Byłem jeden z 1 wędkarzy który pierwszy zaczął łowić na dużym blankuszu i nigdy nie zostawiłem żyłki ani żadnego haczyka na pomoscie. I poza tym za każdym razem gdy zlowilem szczupaka mniejszego niż 50 cm zawsze go wypuszczałem i inne ryby niewymiarowe. Więc proszę nie mierzyć wszystkich jedną miarą, bo są osoby ogarnięte.
I bardzo dobrze, chcesz łowić kup kartę na Wisłę za ponad 500 zł, nie stać Cię to można zacząć trenować bieganie lub futsal.

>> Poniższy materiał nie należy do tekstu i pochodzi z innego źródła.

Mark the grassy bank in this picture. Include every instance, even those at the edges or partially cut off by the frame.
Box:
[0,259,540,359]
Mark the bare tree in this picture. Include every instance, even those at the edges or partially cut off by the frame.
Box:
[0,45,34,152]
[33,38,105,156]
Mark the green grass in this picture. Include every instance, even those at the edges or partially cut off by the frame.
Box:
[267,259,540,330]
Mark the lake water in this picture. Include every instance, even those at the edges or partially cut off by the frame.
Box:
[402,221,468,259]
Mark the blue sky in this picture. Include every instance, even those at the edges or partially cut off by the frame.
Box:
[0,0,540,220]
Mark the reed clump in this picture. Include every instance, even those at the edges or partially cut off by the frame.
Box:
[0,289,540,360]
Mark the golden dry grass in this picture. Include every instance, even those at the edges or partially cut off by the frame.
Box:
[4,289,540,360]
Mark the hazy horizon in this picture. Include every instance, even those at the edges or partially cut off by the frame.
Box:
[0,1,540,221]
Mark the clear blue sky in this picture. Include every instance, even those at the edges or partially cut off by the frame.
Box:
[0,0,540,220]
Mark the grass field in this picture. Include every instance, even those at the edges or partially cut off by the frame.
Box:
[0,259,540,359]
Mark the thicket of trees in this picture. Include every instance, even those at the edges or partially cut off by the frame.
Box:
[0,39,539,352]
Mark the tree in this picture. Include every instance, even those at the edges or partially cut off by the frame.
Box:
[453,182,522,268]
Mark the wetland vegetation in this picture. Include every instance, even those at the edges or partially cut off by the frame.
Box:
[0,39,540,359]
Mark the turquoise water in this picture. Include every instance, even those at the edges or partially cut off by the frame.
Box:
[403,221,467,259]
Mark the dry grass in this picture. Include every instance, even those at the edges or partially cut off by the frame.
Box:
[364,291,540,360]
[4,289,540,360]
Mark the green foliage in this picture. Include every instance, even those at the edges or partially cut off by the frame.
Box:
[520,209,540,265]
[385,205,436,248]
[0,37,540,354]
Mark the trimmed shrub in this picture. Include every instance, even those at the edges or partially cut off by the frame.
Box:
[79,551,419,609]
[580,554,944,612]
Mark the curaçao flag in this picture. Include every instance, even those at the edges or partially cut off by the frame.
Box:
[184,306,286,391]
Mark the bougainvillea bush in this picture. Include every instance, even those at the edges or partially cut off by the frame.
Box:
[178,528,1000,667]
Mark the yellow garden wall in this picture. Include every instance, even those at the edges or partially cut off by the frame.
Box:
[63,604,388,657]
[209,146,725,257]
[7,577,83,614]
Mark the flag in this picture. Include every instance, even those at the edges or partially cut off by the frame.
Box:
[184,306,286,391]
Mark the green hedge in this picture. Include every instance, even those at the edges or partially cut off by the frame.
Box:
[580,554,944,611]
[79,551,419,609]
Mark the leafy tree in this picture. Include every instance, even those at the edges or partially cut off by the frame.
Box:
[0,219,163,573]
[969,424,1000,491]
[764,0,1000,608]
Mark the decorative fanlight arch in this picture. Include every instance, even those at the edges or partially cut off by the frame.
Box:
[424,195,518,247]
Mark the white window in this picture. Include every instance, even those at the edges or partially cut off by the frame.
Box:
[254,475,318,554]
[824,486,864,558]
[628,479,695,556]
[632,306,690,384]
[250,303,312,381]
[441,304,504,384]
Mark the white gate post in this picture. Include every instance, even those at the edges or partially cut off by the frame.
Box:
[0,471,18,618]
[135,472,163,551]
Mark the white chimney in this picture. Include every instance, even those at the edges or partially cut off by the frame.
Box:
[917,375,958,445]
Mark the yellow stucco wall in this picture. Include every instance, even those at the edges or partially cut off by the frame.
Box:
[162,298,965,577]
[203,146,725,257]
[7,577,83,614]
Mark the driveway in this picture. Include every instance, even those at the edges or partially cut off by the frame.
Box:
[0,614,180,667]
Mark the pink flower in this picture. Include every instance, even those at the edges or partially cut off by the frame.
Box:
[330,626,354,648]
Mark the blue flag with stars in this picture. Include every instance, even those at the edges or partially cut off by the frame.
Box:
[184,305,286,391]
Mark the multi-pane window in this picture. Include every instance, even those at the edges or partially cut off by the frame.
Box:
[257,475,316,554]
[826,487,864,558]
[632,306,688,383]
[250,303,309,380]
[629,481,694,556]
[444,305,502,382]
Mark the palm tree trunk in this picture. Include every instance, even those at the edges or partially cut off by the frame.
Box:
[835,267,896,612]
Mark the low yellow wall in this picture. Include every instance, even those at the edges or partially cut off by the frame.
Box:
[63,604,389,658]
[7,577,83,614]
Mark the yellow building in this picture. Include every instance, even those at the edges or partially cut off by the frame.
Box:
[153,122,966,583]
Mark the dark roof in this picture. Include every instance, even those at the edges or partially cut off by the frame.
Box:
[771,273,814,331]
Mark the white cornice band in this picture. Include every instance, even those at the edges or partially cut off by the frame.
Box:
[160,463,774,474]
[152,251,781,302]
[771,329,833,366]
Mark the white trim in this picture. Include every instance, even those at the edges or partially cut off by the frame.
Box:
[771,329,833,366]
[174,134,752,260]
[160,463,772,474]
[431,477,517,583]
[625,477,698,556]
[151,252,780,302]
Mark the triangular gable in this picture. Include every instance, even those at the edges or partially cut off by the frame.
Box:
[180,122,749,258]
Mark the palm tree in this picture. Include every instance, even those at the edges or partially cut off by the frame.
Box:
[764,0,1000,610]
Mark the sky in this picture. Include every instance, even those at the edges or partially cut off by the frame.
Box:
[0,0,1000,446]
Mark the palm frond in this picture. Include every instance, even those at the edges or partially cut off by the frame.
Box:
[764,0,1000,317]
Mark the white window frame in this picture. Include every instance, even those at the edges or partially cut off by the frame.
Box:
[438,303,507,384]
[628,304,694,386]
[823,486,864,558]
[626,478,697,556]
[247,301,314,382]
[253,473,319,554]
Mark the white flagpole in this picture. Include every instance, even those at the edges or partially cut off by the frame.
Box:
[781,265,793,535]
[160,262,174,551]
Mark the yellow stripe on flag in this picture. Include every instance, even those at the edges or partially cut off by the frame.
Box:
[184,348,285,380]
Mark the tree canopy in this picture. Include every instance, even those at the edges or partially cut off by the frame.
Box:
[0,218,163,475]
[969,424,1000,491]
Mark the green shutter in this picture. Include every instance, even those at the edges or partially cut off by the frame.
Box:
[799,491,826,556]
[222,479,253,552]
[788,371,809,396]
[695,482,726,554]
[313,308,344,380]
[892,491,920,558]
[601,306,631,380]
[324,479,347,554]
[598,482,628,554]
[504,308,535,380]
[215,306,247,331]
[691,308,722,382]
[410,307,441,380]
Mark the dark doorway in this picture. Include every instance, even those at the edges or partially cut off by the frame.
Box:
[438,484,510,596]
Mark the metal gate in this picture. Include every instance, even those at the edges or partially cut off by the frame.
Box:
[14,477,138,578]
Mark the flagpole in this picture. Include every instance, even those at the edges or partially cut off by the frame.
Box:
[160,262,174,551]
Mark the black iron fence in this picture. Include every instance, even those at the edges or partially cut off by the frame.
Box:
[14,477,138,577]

A jaka jest liczebność ryb i jakie są tam gatunki kto to kontroluje a kierownik gospodarki wodnej niech się tam przejedzie po opadach deczu i zobaczy co wpływa do wody pod pomostem
Jakie wymiary ochronne? Na tych łowiskach nie obowiązuje RAPR jak na wodach PZW. Ale jak gmina wprowadzi regulamin to będą w końcu konkretnie zasady wędkowania opisane. Jak łowisko no kill to może od razu haki bezzadziorowe? Powinni też zastanowić się nad kwestią necenia. Generalnie w tym wszystkim chyba nie chodziło o sam fakt wędkowania tylko o ślady po pseudowedkarzach. Pasjonaci wędkarstwa nie śmiecą. Połamania kija 🙂
To miejsce latem było okupowane dosłownie przez amatorszczyznę, dzieci oraz pijaków. Zakaz musi pozostać , teraz przynajmniej da się tam odpocząć, nie obawiając się że ktoś coś odwali albo nie daj stanie się komuś krzywda!
Fajnie by było popatrzeć na kolorowe karpie jak w Parku Oliwskim, ale zakaz zostawić i dać tym rybom spokój.
Dokładnie zakaz musi zostać i mam nadzieję że zostanie!!! Większość ludzi w mieście tego chce! Radni mam nadzieję że uszanują głos ludzi. Dziękujemy za dotychczasowe działania. Pozdrawiam- wędkarz.
Brawo panie burmistrzu
Zakażcie wszystkiego! Dzieci wrzućcie do Wisły! Durne łby!